Ellie pressed on. This was not what she intended to do today. She thought of Orville again. He would already be back in Detroit, maybe even home with his wife. She could have been home, too, at the little apartment she was renting. She could have drawn a bath and submerged herself in it for an hour with a glass of wine and a book. A good long soak would help to drive away the chill that had seeped into her bones even before they had set off on this pursuit. Orville had confided in her that he couldn’t stand Truth or the Upper Peninsula, that he had no time for the people, and that the sooner he could get back to civilisation, the better. Ellie told him that she thought he was being condescending. That had started another argument, and he told her that she could do as she liked. He added that she had been gulled by a little girl, that the trip would be a wild goose chase, and that he was still going home.
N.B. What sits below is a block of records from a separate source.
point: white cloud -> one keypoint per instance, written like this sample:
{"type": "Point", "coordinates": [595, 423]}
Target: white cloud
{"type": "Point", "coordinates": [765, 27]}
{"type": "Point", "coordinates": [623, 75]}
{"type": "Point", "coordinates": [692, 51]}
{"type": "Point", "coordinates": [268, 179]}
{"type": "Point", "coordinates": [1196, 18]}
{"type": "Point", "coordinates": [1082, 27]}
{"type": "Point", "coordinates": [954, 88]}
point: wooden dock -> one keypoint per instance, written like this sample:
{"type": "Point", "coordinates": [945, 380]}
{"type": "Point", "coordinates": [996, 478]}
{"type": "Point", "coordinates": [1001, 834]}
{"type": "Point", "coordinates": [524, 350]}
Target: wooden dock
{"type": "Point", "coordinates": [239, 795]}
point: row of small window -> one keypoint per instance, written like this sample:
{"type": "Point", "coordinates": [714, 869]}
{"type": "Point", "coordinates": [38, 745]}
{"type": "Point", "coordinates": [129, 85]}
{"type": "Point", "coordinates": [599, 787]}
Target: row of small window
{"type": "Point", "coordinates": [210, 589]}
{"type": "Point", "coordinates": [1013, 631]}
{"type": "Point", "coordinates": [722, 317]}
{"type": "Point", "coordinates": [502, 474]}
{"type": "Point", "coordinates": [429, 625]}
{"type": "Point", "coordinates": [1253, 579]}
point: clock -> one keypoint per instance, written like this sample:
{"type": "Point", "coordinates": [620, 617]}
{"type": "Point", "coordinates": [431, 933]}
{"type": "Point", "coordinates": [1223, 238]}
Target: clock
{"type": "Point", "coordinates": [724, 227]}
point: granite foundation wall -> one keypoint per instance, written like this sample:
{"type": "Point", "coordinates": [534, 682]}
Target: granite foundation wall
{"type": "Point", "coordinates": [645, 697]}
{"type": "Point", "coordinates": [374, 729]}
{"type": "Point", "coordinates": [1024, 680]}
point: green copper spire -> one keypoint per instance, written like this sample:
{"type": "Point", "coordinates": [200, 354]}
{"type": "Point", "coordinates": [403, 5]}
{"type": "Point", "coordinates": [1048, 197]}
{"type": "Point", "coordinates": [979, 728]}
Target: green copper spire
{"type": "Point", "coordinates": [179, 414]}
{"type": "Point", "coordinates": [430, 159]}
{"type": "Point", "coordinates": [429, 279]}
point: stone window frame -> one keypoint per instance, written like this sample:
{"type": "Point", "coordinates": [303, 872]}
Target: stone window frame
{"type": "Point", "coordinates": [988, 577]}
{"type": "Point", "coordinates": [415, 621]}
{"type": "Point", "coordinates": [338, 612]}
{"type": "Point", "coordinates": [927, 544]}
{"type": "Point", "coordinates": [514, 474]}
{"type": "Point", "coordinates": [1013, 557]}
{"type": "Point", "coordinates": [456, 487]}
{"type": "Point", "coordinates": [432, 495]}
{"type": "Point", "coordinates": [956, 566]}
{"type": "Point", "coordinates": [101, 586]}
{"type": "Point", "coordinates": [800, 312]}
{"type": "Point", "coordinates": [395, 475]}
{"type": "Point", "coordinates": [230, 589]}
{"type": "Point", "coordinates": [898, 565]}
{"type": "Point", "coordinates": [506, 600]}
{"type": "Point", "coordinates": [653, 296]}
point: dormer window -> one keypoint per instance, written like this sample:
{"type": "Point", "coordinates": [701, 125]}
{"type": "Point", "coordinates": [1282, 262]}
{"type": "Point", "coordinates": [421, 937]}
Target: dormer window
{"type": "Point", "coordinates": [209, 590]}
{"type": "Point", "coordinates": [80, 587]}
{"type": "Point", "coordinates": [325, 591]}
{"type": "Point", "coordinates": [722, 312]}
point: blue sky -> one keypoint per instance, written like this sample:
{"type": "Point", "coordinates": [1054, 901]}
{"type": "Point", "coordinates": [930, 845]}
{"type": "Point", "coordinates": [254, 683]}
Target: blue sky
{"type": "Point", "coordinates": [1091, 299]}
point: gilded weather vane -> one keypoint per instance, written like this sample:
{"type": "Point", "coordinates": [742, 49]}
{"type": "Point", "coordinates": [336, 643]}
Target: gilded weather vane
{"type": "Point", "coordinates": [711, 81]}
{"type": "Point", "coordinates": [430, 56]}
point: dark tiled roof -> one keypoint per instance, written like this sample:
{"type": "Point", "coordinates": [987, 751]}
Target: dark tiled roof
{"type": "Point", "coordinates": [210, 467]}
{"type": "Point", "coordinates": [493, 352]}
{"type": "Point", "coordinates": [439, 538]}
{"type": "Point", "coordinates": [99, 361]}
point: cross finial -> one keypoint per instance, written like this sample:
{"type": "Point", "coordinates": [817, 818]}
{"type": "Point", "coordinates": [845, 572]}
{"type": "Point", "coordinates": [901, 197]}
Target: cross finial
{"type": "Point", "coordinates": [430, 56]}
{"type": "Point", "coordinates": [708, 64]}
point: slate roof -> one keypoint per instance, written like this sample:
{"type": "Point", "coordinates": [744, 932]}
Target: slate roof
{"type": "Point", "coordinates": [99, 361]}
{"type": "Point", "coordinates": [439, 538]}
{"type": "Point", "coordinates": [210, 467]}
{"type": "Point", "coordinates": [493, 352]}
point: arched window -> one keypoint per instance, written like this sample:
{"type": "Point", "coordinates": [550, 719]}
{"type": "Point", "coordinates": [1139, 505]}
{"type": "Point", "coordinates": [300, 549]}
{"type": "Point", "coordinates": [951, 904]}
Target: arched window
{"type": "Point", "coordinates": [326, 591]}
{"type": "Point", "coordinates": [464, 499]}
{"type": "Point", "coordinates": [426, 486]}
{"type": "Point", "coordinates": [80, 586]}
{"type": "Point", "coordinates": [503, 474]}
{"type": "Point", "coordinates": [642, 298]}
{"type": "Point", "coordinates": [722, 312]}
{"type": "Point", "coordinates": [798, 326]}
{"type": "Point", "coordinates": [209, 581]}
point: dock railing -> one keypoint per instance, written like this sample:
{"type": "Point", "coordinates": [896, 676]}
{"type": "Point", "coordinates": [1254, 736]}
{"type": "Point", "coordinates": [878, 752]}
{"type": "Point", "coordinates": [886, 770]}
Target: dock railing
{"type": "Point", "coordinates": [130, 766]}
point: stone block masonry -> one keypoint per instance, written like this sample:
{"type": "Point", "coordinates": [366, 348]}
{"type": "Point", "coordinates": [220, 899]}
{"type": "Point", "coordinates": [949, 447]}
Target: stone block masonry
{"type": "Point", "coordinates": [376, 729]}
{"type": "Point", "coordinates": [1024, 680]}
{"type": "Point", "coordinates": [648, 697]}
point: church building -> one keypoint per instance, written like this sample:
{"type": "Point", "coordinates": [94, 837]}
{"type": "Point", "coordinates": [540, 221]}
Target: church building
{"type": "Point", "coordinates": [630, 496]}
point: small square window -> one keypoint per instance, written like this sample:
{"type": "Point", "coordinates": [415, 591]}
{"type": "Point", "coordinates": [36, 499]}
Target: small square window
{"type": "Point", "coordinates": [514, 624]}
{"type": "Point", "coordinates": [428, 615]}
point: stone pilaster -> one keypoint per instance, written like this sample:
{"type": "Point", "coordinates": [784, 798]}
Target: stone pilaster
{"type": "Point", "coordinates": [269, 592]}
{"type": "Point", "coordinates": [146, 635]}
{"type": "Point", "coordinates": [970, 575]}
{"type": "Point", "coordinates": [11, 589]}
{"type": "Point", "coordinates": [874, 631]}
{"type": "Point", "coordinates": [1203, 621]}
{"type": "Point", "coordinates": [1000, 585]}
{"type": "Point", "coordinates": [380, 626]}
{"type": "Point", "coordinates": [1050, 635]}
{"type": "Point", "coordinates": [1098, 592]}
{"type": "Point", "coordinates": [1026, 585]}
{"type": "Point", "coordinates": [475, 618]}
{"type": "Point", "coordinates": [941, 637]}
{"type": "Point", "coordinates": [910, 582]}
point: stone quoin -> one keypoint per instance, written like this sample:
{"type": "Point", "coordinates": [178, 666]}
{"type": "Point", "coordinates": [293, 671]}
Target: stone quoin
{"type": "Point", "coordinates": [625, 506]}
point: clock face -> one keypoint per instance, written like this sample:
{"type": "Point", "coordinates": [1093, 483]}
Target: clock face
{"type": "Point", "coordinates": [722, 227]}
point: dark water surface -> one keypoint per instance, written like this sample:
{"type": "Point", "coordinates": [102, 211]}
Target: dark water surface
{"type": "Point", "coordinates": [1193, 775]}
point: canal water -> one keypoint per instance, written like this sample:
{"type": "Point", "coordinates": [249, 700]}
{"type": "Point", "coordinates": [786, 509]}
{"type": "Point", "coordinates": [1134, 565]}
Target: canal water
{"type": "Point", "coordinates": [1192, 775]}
Milton allowed them to stop at five o’clock, but only for five minutes. He had identified an area on the map that he wanted them to reach by sundown.
Sundown, she thought. How would they tell? It was already dark with the thunderclouds overhead.
Milton forged on, picking a path that led them around the fallen boughs and the worst of the vast swathes of nettles and bracken and, very soon, the track was invisible behind them. All they could hear was the sound of the rain on the trees.